Page:Revue des Deux Mondes - 1914 - tome 23.djvu/501

Le texte de cette page a été corrigé et est conforme au fac-similé.

moraux de sa race. Mais en vain il a tâché par tous les moyens à maintenir ces précieuses vertus dans l’âme de ses deux fils, Fritz et Oscar, destinés l’un et l’autre, malgré la profonde différence de leurs natures, à succomber misérablement sous le fardeau d’un « héritage » trop soudain de loisir et de bien-être, comme aussi, sans doute, d’un « héritage » trop écrasant d’orgueil national et de « culture » européenne. Fritz, l’aîné, tombe dans la plus basse crapule, et n’évite la prison qu’en s’enfuyant d’Allemagne.

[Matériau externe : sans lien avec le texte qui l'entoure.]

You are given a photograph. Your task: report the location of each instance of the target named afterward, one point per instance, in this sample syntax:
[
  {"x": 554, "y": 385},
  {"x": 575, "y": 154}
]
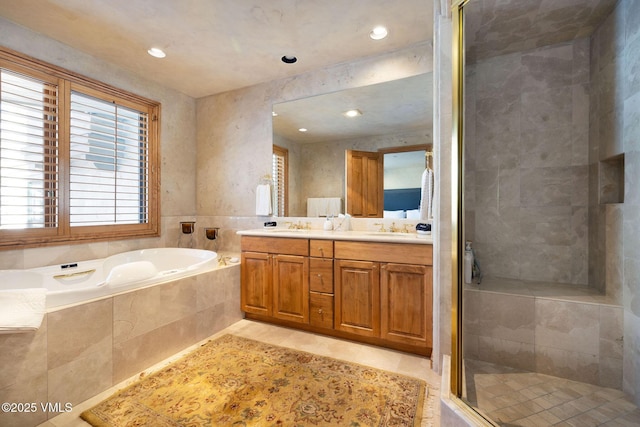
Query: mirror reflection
[{"x": 392, "y": 117}]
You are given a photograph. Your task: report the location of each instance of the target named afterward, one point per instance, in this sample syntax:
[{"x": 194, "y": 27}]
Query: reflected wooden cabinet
[{"x": 379, "y": 293}]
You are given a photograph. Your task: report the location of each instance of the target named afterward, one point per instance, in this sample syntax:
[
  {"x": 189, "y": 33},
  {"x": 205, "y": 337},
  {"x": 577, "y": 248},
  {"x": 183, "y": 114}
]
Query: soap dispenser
[{"x": 328, "y": 224}]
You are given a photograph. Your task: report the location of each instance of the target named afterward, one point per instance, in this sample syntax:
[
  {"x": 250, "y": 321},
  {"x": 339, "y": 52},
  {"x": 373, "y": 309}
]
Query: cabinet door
[
  {"x": 291, "y": 288},
  {"x": 255, "y": 289},
  {"x": 406, "y": 304},
  {"x": 357, "y": 297}
]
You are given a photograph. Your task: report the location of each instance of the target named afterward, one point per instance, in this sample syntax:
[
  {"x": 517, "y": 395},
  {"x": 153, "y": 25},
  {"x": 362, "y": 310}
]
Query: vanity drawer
[
  {"x": 403, "y": 253},
  {"x": 321, "y": 248},
  {"x": 276, "y": 245},
  {"x": 321, "y": 310},
  {"x": 321, "y": 275}
]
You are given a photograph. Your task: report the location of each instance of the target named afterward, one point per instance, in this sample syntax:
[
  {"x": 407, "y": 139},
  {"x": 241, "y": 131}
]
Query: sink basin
[{"x": 392, "y": 235}]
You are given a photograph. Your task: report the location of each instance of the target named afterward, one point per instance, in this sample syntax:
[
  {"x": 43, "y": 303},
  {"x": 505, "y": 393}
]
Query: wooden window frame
[{"x": 63, "y": 233}]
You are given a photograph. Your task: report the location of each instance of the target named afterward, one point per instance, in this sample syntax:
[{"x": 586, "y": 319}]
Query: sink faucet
[{"x": 299, "y": 226}]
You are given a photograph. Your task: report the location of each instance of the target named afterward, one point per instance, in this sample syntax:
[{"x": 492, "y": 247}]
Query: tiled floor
[
  {"x": 511, "y": 397},
  {"x": 359, "y": 353}
]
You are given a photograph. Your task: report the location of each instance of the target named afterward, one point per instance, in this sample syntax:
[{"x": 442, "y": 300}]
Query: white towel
[
  {"x": 21, "y": 310},
  {"x": 426, "y": 195},
  {"x": 263, "y": 200}
]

Et quant à son frère, Oscar, — le véritable héros du roman, — celui-là a beau s’être bourré la tête de littérature et de science : l’excès même de son « intellectualisme » non seulement le rend incapable de toute action personnelle, mais encore a pour effet d’empoisonner ou de tarir en lui toutes les sources de la joie de vivre. Aussi bien n’y a-t-il pas jusqu’au vieux Karl Stackmann qui, presque au terme de sa longue carrière de travail et de rigide discipline intérieure, ne finisse par subir l’influence de l’atmosphère de pourriture morale créée autour de lui par un « élan » trop « colossal » de « prospérité et de développement industriels. » Semblable au vieux romancier Gustave Freytag, dont je rappelais naguère ici la répugnante aventure amoureuse [1], il s’abandonne librement aux caresses d’une toute jeune femme ; et l’auteur nous montre ce vieillard de plus de soixante-dix ans se réjouissant, au total, de la déchéance de ses deux fils, — dont les reproches auraient risqué de le troubler dans son tardif apprentissage de plaisirs sottement dédaignés depuis sa jeunesse !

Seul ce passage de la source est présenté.